# Corner cabinet in pine



## mailee (Nov 11, 2005)

I made a start on my next job today a corner cabinet in pine. Glad to say the customer is going to put a finish on it so it's just a build on this. I started by cutting up two sheets of laminated pine and cutting the angles on them. I then put the slots in for the shelves and the sides with the Domino. 

It took a bit of head scratching on how to orient the Domino to get the joints in line?? I had made a rod of the base with all of the angles and joints marked on it to avoid any mistakes. It all worked well and everything fitted together nicely.

I then had to alter the angle of the Domino to join the front edge pieces at 22.5. I used some of the offcuts to make sure they were correct before committing to the cut. I left these in a glue up tonight but shan't get back to this until Friday as I am on another job tomorrow.


----------



## bryansong (Mar 4, 2015)

Looks good, I like it Alan.


----------



## old55 (Aug 11, 2013)

Another great WIP. Thanks Alan.


----------



## jw2170 (Jan 24, 2008)

Those 22.5° angles take some thought, eh, Alan.


----------



## MT Stringer (Aug 15, 2012)

It's looking good.


----------



## mailee (Nov 11, 2005)

Yes James, they are a head scratcher. These corner cabinets have to be so precise with all the angles. I do like a challenge though so am enjoying the build. 
My other job was postponed today so I got back on with this job. After cutting out the top bottom and shelves I assembled it.

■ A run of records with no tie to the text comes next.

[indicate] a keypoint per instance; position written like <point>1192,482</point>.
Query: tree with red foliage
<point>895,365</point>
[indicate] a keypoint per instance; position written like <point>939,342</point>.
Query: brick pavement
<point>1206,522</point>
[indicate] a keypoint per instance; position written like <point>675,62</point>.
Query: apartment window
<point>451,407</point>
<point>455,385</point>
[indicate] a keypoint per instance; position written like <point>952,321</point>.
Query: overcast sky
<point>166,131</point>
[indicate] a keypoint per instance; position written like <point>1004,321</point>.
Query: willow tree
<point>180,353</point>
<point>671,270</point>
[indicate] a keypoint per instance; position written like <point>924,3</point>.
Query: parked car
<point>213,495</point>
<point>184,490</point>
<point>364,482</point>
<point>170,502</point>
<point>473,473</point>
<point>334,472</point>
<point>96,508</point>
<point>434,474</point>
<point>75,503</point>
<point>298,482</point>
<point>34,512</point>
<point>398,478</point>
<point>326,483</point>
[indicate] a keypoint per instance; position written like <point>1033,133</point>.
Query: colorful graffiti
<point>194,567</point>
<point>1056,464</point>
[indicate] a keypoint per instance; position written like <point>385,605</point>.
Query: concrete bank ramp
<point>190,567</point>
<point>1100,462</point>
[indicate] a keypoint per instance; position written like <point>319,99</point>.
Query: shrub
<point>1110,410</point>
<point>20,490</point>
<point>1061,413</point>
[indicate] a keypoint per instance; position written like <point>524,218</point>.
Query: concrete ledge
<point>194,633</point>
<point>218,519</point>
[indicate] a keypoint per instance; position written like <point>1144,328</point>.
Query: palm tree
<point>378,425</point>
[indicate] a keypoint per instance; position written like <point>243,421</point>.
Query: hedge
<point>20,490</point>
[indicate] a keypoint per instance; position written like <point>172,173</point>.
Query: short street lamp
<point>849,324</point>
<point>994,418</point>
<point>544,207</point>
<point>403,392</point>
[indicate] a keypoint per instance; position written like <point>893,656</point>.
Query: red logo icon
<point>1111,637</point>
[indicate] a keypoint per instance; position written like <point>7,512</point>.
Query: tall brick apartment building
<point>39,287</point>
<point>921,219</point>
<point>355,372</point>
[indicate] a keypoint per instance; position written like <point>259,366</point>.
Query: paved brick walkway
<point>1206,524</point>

Then I got the bottom section part assembled.

I will be on the other job tomorrow so this will continue next week.


----------



## RMIGHTY1 (Nov 5, 2014)

Wow, that is beautiful Alan!


----------



## billyjim (Feb 11, 2012)

Really nice job Alan. Did I understand you correctly that this is one day's work? I would still be at the drawing board. Hope you post pics of the finished project.


----------



## mailee (Nov 11, 2005)

No Bill, this is two days work so far.


----------



## mailee (Nov 11, 2005)

Had to visit a customer this morning so didn't get into the shop until late morning but I did manage to get the bottom section finished. 

I shall start on the doors next but my glass has arrived for the display cabinet so I shall be getting that fitted first.


----------



## darsev (Feb 3, 2012)

Sounds like you are getting quite busy, and deservedly so.


----------



## mailee (Nov 11, 2005)

Thanks Darcy, I got the doors made ready for fitting in between my other jobs.


----------



## billyjim (Feb 11, 2012)

Alan what kind of joinery did you use on the back where you are joining the sides to the back piece?


----------



## mailee (Nov 11, 2005)

I have used Domino's Bill. I did also have to insert some screws in to pull the sections up tight. I got the doors fitted today and a final sanding. Next I have the cornice and plinth to fit, I have to pick these up from the customer this week.


I also got these three doors made for another cabinet for the same client.

Next up is a boiler cabinet and a pine door and frame.


----------